Of course, there are some limitations in this study. First, the conclusion may be limited by the small sample size. Second, the heterogeneity of individual patients including disease severity and WHO thymoma classification would also influence the reliability of the study. Third, tissue validation could not limit its results to T cells like bioinformatics analysis. Although aberrantly expressed genes were validated using RT-qPCR, they may originate in various cells from thymic tissues, so the results should be interpreted with caution. This was the first study to use TCGA database for investigating the possible molecular changes and pathogenesis in TAMG and in the study we find the correlation of TAMG with higher expression of CCR7, BTLA, TNFRSF25 as well as ANKRD55. The expression and SNPs of these genes may be promising biomarkers in TAMG and need to be further investigated.

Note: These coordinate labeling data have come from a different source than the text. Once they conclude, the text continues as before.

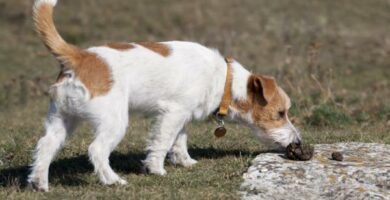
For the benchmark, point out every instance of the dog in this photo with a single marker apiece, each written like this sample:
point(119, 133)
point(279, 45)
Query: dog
point(175, 81)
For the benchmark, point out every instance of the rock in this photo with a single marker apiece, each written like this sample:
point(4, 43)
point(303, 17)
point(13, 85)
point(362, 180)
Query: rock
point(337, 156)
point(363, 174)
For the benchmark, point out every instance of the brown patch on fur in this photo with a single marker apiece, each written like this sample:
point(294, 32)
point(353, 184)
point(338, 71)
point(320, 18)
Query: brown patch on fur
point(159, 48)
point(61, 76)
point(121, 46)
point(93, 72)
point(264, 105)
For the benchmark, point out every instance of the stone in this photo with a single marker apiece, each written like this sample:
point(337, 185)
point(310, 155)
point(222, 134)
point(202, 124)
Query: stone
point(337, 156)
point(363, 174)
point(299, 151)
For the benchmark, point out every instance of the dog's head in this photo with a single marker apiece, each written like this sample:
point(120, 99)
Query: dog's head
point(266, 111)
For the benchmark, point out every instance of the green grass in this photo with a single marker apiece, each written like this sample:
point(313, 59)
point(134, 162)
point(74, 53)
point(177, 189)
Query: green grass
point(330, 56)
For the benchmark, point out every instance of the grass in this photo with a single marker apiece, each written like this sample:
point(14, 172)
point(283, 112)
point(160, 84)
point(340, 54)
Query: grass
point(331, 57)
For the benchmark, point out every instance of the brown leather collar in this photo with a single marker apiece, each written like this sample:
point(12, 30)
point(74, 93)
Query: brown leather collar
point(227, 92)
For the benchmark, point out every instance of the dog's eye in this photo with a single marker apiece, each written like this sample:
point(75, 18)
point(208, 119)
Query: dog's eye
point(282, 114)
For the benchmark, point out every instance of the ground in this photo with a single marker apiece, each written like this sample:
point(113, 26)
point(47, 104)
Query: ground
point(330, 56)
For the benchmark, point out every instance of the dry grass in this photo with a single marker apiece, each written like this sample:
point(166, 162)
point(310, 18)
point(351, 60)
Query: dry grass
point(332, 57)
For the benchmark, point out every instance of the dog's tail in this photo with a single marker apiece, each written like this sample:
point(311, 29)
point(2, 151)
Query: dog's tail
point(44, 25)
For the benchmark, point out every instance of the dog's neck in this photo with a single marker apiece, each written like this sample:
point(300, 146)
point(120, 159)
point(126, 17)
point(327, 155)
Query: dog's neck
point(239, 86)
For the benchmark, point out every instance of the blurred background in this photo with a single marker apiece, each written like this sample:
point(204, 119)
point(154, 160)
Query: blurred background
point(331, 56)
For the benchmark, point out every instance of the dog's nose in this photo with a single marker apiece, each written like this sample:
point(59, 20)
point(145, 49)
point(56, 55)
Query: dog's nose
point(297, 141)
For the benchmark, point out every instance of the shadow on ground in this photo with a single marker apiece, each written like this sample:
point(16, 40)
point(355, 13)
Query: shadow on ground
point(63, 170)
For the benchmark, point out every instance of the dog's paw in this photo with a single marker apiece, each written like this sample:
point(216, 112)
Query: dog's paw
point(160, 172)
point(115, 181)
point(187, 161)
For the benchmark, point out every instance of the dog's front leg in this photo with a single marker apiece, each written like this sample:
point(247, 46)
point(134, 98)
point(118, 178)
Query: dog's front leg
point(164, 133)
point(179, 152)
point(58, 126)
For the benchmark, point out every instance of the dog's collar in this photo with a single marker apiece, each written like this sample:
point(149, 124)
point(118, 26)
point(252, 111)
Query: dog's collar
point(223, 109)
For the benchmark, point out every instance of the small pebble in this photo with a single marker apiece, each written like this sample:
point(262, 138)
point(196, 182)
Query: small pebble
point(337, 156)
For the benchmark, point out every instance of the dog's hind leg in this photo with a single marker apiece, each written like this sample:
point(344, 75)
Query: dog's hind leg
point(164, 133)
point(110, 128)
point(179, 152)
point(58, 126)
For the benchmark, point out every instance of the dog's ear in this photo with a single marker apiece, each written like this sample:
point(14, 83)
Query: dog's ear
point(263, 88)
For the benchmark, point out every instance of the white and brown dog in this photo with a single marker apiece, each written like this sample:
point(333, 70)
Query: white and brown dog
point(176, 81)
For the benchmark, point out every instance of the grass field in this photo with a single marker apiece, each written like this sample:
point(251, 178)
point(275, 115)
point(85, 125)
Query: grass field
point(332, 57)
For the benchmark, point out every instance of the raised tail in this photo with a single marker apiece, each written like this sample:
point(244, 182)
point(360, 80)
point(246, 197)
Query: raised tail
point(44, 25)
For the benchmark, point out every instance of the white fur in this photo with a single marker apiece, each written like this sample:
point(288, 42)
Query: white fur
point(188, 84)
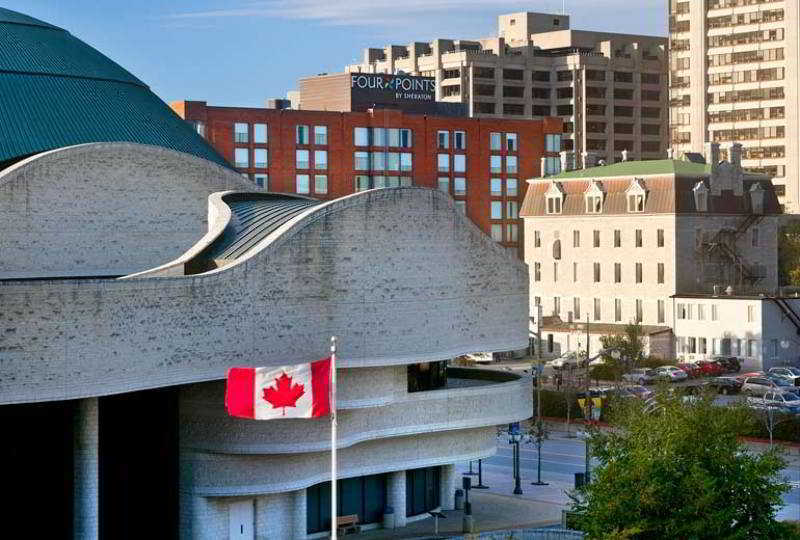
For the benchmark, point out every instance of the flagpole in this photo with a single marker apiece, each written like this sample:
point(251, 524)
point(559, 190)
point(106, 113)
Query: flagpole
point(334, 524)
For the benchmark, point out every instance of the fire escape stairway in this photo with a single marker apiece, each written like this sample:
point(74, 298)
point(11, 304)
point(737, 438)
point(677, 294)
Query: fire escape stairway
point(788, 312)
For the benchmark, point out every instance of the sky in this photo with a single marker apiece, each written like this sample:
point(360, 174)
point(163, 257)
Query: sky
point(242, 52)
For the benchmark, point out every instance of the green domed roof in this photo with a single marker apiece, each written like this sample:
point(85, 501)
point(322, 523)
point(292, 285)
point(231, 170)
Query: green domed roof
point(56, 91)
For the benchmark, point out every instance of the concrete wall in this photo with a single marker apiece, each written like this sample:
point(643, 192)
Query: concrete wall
point(399, 275)
point(104, 209)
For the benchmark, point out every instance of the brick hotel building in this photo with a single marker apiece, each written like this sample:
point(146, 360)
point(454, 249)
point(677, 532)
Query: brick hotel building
point(481, 163)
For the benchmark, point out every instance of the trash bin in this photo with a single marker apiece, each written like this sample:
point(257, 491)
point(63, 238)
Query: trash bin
point(388, 518)
point(459, 499)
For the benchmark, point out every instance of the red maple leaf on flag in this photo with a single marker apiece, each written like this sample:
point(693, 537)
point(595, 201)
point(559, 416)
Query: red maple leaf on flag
point(284, 393)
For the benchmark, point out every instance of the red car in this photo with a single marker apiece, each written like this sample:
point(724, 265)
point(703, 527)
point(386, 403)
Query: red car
point(710, 368)
point(691, 369)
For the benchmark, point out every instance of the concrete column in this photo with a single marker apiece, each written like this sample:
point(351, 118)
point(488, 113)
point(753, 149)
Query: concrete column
point(299, 512)
point(447, 482)
point(396, 496)
point(86, 486)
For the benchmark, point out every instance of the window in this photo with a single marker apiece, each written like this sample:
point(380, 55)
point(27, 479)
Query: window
point(460, 140)
point(459, 186)
point(512, 210)
point(511, 142)
point(260, 133)
point(301, 183)
point(301, 159)
point(321, 183)
point(260, 158)
point(320, 159)
point(554, 204)
point(443, 139)
point(406, 161)
point(495, 141)
point(512, 232)
point(594, 204)
point(240, 132)
point(497, 233)
point(496, 209)
point(511, 187)
point(511, 164)
point(241, 158)
point(321, 135)
point(302, 135)
point(459, 163)
point(361, 136)
point(552, 142)
point(361, 161)
point(636, 202)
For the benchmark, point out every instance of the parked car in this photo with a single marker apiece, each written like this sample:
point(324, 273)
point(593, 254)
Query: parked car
point(791, 374)
point(780, 401)
point(670, 374)
point(708, 367)
point(725, 385)
point(640, 376)
point(691, 369)
point(730, 364)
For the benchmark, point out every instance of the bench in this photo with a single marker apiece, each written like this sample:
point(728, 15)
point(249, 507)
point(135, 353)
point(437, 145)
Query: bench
point(348, 525)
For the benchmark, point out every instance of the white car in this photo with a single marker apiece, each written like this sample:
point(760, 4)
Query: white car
point(670, 374)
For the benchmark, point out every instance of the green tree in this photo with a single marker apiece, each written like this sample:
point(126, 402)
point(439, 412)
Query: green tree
point(673, 469)
point(789, 254)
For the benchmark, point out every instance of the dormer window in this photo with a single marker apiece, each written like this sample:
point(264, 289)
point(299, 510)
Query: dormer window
point(554, 198)
point(700, 192)
point(636, 195)
point(594, 199)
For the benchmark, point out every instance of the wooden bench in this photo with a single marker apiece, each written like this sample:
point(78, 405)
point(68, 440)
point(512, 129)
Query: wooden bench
point(348, 525)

In this study, we first identified 6 genes that were directly related to autoimmune diseases through GeneAnalytics from 169 DEGs calculated in TCGA. Then, overexpression of sBTLA, CCR7, TNFRSF25 and ANKRD55 was validated in thymoma tissues from TAMG in our center, which could partly explain the underlying pathogenesis of TAMG.
Funding: This work was supported by The National Key Research and Development Program of China (No. 2016YFC0901504), the National Natural Science Foundation of China (No. 81870988) and Shanghai Municipal Commission of Health and Family Planning (No. 201540044).
Conflicts of Interest: The authors have no conflicts of interest to declare.
Ethical Statement: The study was approved by Fudan University Institutional Review Board and written informed consents were granted.